At Ada Infrastructure’s Docklands site in London, Microsoft was in talks for about leasing 210-megawatt of capacity, but has is holding off on committing. The site is now being shown to other potential tenants, according to sources familiar with the matter.
Microsoft says it remains committed to key projects, which include a US$3.3 billion facility in Wisconsin and the launch of the Indonesia Central cloud region in mid-2025. It has maintained that it will spend roughly US$80 billion on data centre buildouts in its current fiscal year but signalled a shift in its next fiscal year toward equipping existing sites rather than construction of new data centres.
While Microsoft is re-evaluating, other firms are pressing on with large-scale infrastructure. OpenAI, Oracle, and SoftBank have announced joint venture Stargate, which aims to invest up to US$500 billion in AI infrastructure in the US. Stargate’s first phase includes a US$100 billion deployment in Texas, intended to support large-scale AI development.
The contrast in strategy between competing hyperscalers has drawn attention from investors and analysts. TD Cowen reported that Microsoft has abandoned projects amounting to two gigawatts of electricity capacity across the US and Europe. The firm suggested this may indicate a mismatch between expected demand and Microsoft’s existing capacity. Analysts also speculated that OpenAI may be shifting workloads from Microsoft to Oracle.
The change in infrastructure strategy is also being influenced by developments in the technology. Chinese AI firm DeepSeek claims it can deliver competitive AI performance using fewer resources, raising the possibility that future AI systems may require less computing power than originally anticipated.

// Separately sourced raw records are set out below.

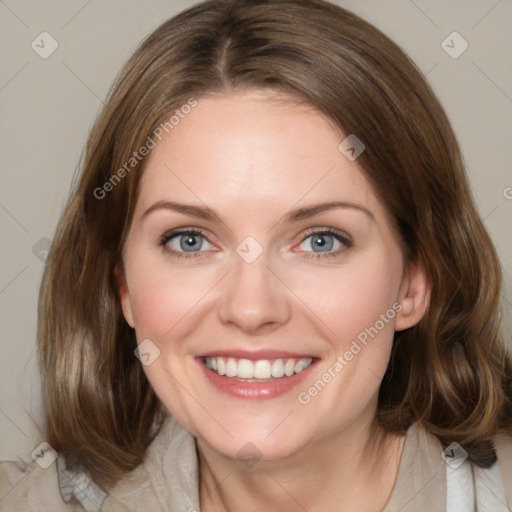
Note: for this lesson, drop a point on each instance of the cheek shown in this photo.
(161, 296)
(353, 300)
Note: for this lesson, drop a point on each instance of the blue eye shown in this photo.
(323, 241)
(183, 243)
(187, 243)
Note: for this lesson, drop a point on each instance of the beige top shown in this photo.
(168, 480)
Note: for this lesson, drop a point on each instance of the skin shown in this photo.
(252, 156)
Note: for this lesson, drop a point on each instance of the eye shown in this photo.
(324, 241)
(184, 243)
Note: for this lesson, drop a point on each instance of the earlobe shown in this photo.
(124, 295)
(414, 296)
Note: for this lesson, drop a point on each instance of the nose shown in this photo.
(255, 300)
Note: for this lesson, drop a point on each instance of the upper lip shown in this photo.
(255, 355)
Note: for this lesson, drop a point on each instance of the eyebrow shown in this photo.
(205, 213)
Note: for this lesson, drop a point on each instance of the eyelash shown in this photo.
(338, 235)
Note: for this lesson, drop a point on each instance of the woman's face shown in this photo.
(267, 284)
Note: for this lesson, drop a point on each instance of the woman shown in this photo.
(270, 288)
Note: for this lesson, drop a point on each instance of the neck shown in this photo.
(353, 470)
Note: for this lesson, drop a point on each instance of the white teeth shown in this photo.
(289, 367)
(277, 368)
(245, 369)
(261, 369)
(221, 366)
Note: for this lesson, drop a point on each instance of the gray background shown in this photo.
(48, 105)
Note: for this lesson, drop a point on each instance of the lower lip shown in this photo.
(255, 390)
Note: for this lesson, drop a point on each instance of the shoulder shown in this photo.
(27, 486)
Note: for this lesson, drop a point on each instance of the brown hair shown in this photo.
(451, 371)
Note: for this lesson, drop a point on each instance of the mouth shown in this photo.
(247, 370)
(255, 376)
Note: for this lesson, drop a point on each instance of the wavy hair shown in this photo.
(451, 371)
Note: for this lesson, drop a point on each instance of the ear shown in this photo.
(124, 294)
(414, 296)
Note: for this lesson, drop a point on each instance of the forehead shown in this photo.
(253, 151)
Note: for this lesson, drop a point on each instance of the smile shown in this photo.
(263, 376)
(260, 369)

At the same time, Microsoft’s adjustments may reflect external constraints. In cities like Dublin and Amsterdam, data centre growth has been met with tighter regulation due to concerns over electricity consumption and environmental sustainability. Dublin has limited new grid connections for data centres, while Amsterdam previously paused all new development to address strain on local resources.
Industry observers say hyperscalers are increasingly shifting focus to projects that can deliver results more quickly and cost-effectively. “You may have initially thought one data centre project would be the fastest speed to market, but then you realise that the labour, supply chain and power delivery wasn’t as quick as you thought,” said Ed Socia, director at datacentreHawk. “Then you would have to shift in the short term to focus on other markets.”
CoreWeave’s Michael Intrator said that Microsoft’s retreat appears to be specific to its situation. “It’s pretty localised, and their relationship with OpenAI has just changed,” he said.